There's many other good ones -- hell, even his occasional weak efforts have some good parts -- but that's where I'd start.
Did Wilson draw on Nesta Webster in writing Illumninatus?
RAW, that 'crazy F'n crackpot', had a helluva sense of humor...
He shed his mortal coil at age 74, on January 11, 2007 (01/11/2007).
Which, when rendered thusly,
7+4+0+1+1+1+2+0+0+7?
equals...
23.
Thanks for 'the meaningless coincidence' Bob! 😉
DC: Wilson drew on _EVERYONE_ with a conspiracy theory when writing the Illuminatus! Trilogy. I think at one point or another it references every signle parqanoid idea that existed in the late 60's-early 70's. If he'd written it today, there'd be parts about Halliburton and 5th-Dimensional Space-Lizards running England.
A couple good quotes from him, which help explain his thinking on libertarianism and socialism:
"I tend toward the libertarian, but I think - and this is going to shock every Libertarian who reads it - I think every country in Europe that's had a socialist government has benefited from it. Having four or five parties, with the radicals winning occasionally, tends to produce a more balanced society than here, where we've got basically two right-wing parties, one of which has a nostalgia for its left-wing past. Relative stasis here - even Perot, whom I trust about as much as I would trust David Rockefeller - Perot was helpful in the sense that he made the debate more interesting in the last presidential election." (http://www.rawilsonfans.com/articles/fringeware.htm)
"In general, European capitalists usually have broad educations, keep up with artistic and cultural trends, have long accepted some degree of socialism as inevitable, and believe they can make bigger profits with very well educated workers who understand the science behind the technology they use. American capitalists usually have narrowly specialized educations, no interests beyond profit itself, fear that any degree of socialism will destroy them utterly, and believe they can make bigger profits with an ignorant and docile working class. But, once again, out of the chaos I see us emerging to another (temporary) stability, in which more advances in knowledge and art will occur than at any previous time in history because we now process more information per week than most earlier societies processed in a generation." (http://hostgator.rawilson.com/reality.html)
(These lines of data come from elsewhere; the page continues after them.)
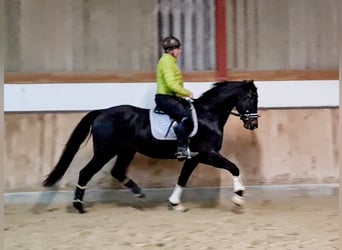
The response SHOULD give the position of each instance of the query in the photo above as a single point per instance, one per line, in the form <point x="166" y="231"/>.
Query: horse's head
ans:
<point x="247" y="106"/>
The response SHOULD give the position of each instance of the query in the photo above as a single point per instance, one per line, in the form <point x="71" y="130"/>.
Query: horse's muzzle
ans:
<point x="251" y="124"/>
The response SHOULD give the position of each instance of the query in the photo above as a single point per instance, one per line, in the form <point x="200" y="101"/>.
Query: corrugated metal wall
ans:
<point x="109" y="35"/>
<point x="193" y="22"/>
<point x="286" y="34"/>
<point x="81" y="35"/>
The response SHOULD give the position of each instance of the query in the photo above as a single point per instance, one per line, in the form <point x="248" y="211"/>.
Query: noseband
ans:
<point x="246" y="117"/>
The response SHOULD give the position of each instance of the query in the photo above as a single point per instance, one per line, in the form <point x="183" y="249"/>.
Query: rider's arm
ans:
<point x="173" y="79"/>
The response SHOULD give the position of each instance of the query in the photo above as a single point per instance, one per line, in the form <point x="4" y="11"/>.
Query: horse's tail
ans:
<point x="77" y="137"/>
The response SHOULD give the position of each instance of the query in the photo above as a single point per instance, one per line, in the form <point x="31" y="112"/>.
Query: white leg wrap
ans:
<point x="238" y="186"/>
<point x="176" y="195"/>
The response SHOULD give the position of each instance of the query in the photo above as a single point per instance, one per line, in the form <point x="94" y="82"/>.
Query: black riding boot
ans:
<point x="183" y="150"/>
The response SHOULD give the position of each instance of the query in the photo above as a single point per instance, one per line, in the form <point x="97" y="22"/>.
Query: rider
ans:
<point x="171" y="94"/>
"The Democratic Socialism which by learning to co-exist with free enterprise, has permanently improved life in Europe, Canada and most of the industrial world, outside the U.S." (http://hostgator.rawilson.com/trigger2.html)
Wow! So how does Wilson fit in with the right-wing libertarianism we espouse here????
He fat in just fine. He was eclectic, and could change his mind. He was pro gun control after his daughter was shot dead, but changed him mind some time over the next ~20 years.